HABER MERKEZİ- Antalya’da asistan hekimler, Sağlık Bakanlığı’nın yayınladığı ek ödeme yönetmeliğinin adaletsiz olduğunu belirterek 2 günlük iş bıraktı. Akdeniz Üniversitesi Hastanesi’nde gerçekleşen basın açıklaması öncesi İstanbul Esenyurt Devlet Hastanesi güvenlik görevlisi Tuğrul Okudan’ın bir hasta yakını tarafından öldürülmesi protesto edildi. Açıklamada asistan hekimler adına konuşan Şükrü Çetiner, ağır çalışma ve eğitim şartları, can güvenliliklerinin olmaması, 5 dakikada bir hasta bakma dayatmasıyla kalitesiz sağlık hizmeti verilmesi, 36 saatlik nöbetler, izinlerinin verilmemesi, 30 gün/24 saat ücretsiz icap nöbetleri ile birçok özlük haklarının ısrarla görmezden gelinerek, emeklerinin sömürüldüğünü kaydetti.

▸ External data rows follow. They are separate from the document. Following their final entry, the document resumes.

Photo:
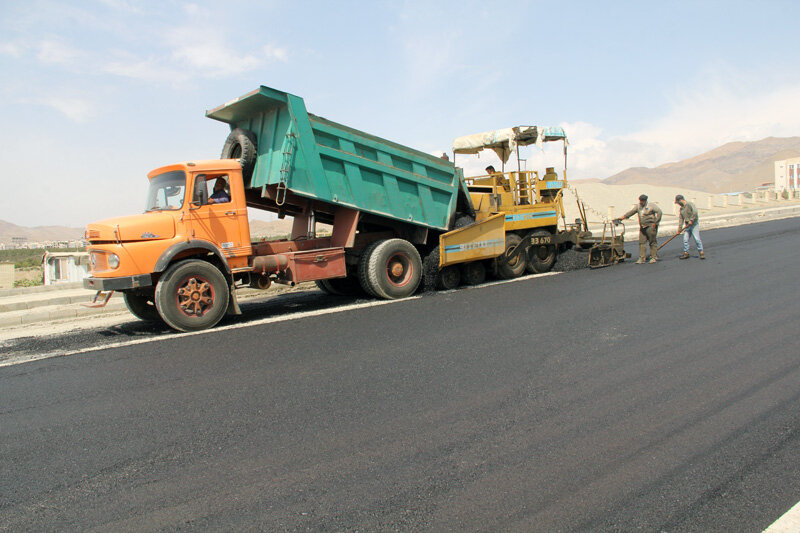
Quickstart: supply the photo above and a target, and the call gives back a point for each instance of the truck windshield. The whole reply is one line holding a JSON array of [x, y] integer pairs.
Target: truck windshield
[[166, 191]]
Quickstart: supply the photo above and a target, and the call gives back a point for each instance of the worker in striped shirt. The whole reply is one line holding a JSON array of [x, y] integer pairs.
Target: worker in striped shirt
[[688, 221]]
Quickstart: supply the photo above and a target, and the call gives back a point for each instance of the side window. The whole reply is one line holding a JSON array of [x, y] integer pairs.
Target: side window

Okudan’ın bir hasta yakını tarafından öldürülmesini kınayan Çetiner, “Birçok sağlık çalışanı şiddet görmüş, birçok meslektaşımız canice ve onursuzca katledilmiştir. Dün canice öldürülen güvenlik görevlisi Tuğrul Okudan’ın ölüm haberini acı bir şekilde almış bulunmaktayız. Güvende hissetmiyoruz, her geçen gün artan şiddet karşısında çaresiz hissediyoruz. Ağır çalışma yükünden dolayı 36 nöbet sonrası yorgun bitap düşüp trafik kazası geçirerek yaşamdan kopan Dr. Rümeysa Berrin Şen‘i, işini yaparken katledilen Dr. Ekrem Karakaya’yı, Dr. Ersin Arslan’ı ve şiddete uğrayan hiçbir meslektaşımızı ve sağlık çalışanı arkadaşlarımızı unutmadık, unutmayacağız. Yayınlanan yönetmeliklerle sağlıkta şiddet katalog suçlar arasına alınmış, fakat caydırıcı olmadığını şiddetin hala devam etmesinden görmüş bulunuyoruz.” dedi.
“HAK KAYBIMIZ VAR”
Sağlık Bakanlığı’nın yayınladığı son yönetmelikle; nöbet ertesi izin hakkı getirildiğini, bu nedenle de ücretleri kesileceklerin birçok yerde kayıt dışı mesailerine devam ettirileceği ve bunun karşılığı ücret verilmeyeceğini ifade eden Çetiner, “Bu durumda bu konunun takipçisi olacak ve tüm haklarımızı kullanacağız. 12 Ağustos’ta emeğimizin karşılığı olarak Beyaz Reform olarak lanse edilen yönetmelik yayınlanmış, ekonomik haklarımızda kısmen iyileştirme yapılmıştır. Fakat hekimler gelir getiren ve getirmeyen olarak sınıflandırılmış, birçok gruba bölünmüş ve maaşımız tek kalemde verilmediği için emekliliğe yansımayan düzenlemeler yapılmıştır. Nitekim hali hazırda üniversitelerde görev yapan hekimler olarak bulunduğumuz iller hatta bölgelerde en zor vakalarla baş etmeye, en ağır hastaları tedavi etmeye çalışmamıza rağmen de Yüksek Öğretim Kurumuna bağlı olduğumuz gerekçesiyle kapsam dışı bırakılmıştı. Tam 1 aydır her gün mağduriyetimizi iletmemize rağmen, 15 Eylül saat gece 5 sularında YÖK kapsamındaki üniversitelere de ek ödeme yönetmeliği çıkmıştır. Çıkan bu yönetmelik, 1 Ağustos 2022 tarihinden itibaren kapsayıcı olup, 1 aylık hak kaybı oluşturmuştur. Israrla karşı çıktığımız ‘gelir getirmeyen’ tanımı burada da kullanılmış, ayrımcılığa devam edildiği görülmüştür. Katsayı farkı kaldırılmamış, mahsuplaşmanın kalktığı söylense de çıkan yönetmelikte mahsuplaşma kaldırılmamıştır. Bu sebeple YÖK ile SBA kadrosu arasında gelir farkı oluşacağı öngörülmektedir. Taleplerimiz yerine getirilmediği takdirde belirli aralıklarla iş bırakma dahil tüm hak arayışlarımıza devam edeceğimizi ve mücadelemizden vazgeçmeyeceğimizi bildiririz.” dedi.